We Are Really All Alone

Many times I will see a patient who is afraid to be alone. It can become difficult to spend time alone following a divorce or a breakup. It’s not unusual for my patient to stay in a long term marriage or relationship because the fear of being alone becomes too much to bear. So she stays rather than leave and experience the pain of the breakup. As we get older we also see our chances of meeting new partners or friends as less likely and so we may also stay out of fear of being alone. The feeling of “not being alone” is kind of an illusion. For example “being in a relationship” with someone who is drinking too much is actually pretty close to being alone. The drinker is not emotionally available. So in essence we are alone. It goes for any situation in which the other person is addicted to a substance whether it be work, alcohol or exercise to name a few.

Do not enter

Being alone has shown up markedly since the pandemic started. I recently had to have a medical procedure in the hospital. I was not allowed to bring anyone with me. I had my “driver” bring me and pick me up. I sat by myself in the procedure area. After the nurse finished up her part with me I sat for the entire time alone. The whole thing took two hours, but it was very different from years past when I have had other procedures. I had come all prepared with a book and my ear buds but I found myself thinking about how alone we really are in this world.

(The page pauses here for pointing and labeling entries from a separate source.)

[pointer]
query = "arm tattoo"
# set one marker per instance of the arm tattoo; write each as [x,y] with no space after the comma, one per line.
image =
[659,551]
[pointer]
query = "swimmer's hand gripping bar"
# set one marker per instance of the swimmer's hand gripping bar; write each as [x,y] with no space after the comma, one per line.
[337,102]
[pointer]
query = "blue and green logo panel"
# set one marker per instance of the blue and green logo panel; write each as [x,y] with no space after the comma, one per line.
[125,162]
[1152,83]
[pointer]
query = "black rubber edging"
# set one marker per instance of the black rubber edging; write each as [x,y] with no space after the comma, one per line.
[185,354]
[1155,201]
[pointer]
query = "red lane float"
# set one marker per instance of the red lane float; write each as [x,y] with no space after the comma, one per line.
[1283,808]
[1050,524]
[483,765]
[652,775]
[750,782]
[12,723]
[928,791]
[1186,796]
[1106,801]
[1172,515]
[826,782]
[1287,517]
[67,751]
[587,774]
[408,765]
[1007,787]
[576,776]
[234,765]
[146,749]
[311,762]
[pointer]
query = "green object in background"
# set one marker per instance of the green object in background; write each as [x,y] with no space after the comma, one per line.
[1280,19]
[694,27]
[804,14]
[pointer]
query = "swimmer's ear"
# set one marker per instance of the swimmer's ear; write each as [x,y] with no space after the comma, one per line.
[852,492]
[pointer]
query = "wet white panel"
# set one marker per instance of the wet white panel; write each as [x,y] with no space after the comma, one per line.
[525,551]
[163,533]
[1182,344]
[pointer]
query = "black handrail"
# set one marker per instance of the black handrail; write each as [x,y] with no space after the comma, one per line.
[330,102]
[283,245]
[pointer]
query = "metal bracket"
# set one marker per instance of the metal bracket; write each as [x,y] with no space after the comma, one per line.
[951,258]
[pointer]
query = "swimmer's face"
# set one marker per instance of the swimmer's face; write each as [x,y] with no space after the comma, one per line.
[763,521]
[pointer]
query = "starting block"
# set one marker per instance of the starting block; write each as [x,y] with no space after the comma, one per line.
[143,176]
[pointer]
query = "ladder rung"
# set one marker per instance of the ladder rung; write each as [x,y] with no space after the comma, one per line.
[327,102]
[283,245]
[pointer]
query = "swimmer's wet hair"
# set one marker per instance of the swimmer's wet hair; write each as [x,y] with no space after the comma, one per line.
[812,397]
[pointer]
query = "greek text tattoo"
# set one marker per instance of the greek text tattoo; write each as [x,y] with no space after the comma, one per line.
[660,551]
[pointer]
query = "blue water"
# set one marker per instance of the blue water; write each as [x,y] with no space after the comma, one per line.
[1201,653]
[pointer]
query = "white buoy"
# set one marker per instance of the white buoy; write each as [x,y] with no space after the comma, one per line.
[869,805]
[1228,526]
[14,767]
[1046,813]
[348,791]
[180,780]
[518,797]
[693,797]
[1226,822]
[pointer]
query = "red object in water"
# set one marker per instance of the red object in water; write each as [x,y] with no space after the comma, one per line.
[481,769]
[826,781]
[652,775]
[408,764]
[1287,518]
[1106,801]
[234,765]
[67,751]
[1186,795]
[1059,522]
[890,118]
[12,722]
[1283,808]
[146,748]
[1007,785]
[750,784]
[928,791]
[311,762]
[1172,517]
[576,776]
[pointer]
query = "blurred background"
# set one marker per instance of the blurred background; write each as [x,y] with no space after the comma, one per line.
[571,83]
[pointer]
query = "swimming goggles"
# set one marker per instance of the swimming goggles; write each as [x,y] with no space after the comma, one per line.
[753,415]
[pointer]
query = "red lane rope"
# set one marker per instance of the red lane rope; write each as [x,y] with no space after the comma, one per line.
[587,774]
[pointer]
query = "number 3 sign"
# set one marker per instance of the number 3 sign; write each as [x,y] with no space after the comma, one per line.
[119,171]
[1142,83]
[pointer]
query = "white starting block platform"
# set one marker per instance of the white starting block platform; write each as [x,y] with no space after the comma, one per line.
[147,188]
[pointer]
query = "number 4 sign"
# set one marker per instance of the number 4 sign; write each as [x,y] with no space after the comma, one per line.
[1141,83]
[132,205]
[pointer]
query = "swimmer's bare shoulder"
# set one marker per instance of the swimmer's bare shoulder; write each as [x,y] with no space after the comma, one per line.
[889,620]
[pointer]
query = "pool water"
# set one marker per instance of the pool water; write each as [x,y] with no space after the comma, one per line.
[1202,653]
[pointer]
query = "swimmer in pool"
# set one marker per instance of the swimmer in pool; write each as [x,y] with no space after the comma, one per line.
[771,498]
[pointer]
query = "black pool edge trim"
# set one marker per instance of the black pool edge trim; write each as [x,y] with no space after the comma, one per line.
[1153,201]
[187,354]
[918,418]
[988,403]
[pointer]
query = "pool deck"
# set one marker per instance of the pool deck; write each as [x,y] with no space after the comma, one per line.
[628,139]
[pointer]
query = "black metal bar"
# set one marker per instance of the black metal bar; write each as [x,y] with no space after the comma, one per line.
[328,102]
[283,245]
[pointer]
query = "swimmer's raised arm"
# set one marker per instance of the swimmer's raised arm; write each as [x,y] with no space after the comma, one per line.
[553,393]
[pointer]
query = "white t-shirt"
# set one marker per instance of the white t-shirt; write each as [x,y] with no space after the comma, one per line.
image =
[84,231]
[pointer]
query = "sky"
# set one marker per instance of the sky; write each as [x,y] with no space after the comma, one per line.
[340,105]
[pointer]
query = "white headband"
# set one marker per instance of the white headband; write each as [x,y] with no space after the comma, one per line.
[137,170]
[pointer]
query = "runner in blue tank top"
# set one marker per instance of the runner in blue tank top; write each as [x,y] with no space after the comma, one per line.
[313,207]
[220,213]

Only Ticketed Passengers May Enter the Boarding area

The first time I really knew we are alone was after my father’s death as I watched them carry him out from the synagogue in his pine casket. Observant Jews, which my parent’s were emphasize modesty and simplicity. Rabbi Simeon ben Gamliel II started the tradition in the second century C.E. I realized in that moment , as he was being carried to his resting place, that he was leaving by himself. It was then I knew that we are all really alone. We come into this world alone and we leave the same way. 

Leaving on  a jet Plane

I always think of the song by the Peter, Paul and Mary., “Leaving On a Jet Plane.” For some reason the lyrics seem to fit. She sings of having to go.  She knows she must leave. She hasn’t left yet but she already feels alone.  It’s also about letting go.  We have to let go to move forward. There really is no other way.  Sometimes it means being alone for a while.  But the real growth can only happen when we embrace our fears rather than avoid them.

Swimming in the Deep End takes Courage

So how does  my patient get over her fear of being afraid to be alone? We must  look together and be curious about why this particular fear has become so embedded in her psyche. I tell my patient she must go deep inside and she will find her answer. I usually get back, “what do you mean go deep inside?” I mean go as far as you can with writing, visual imagery, paint or whatever else creatively will help her find the answer.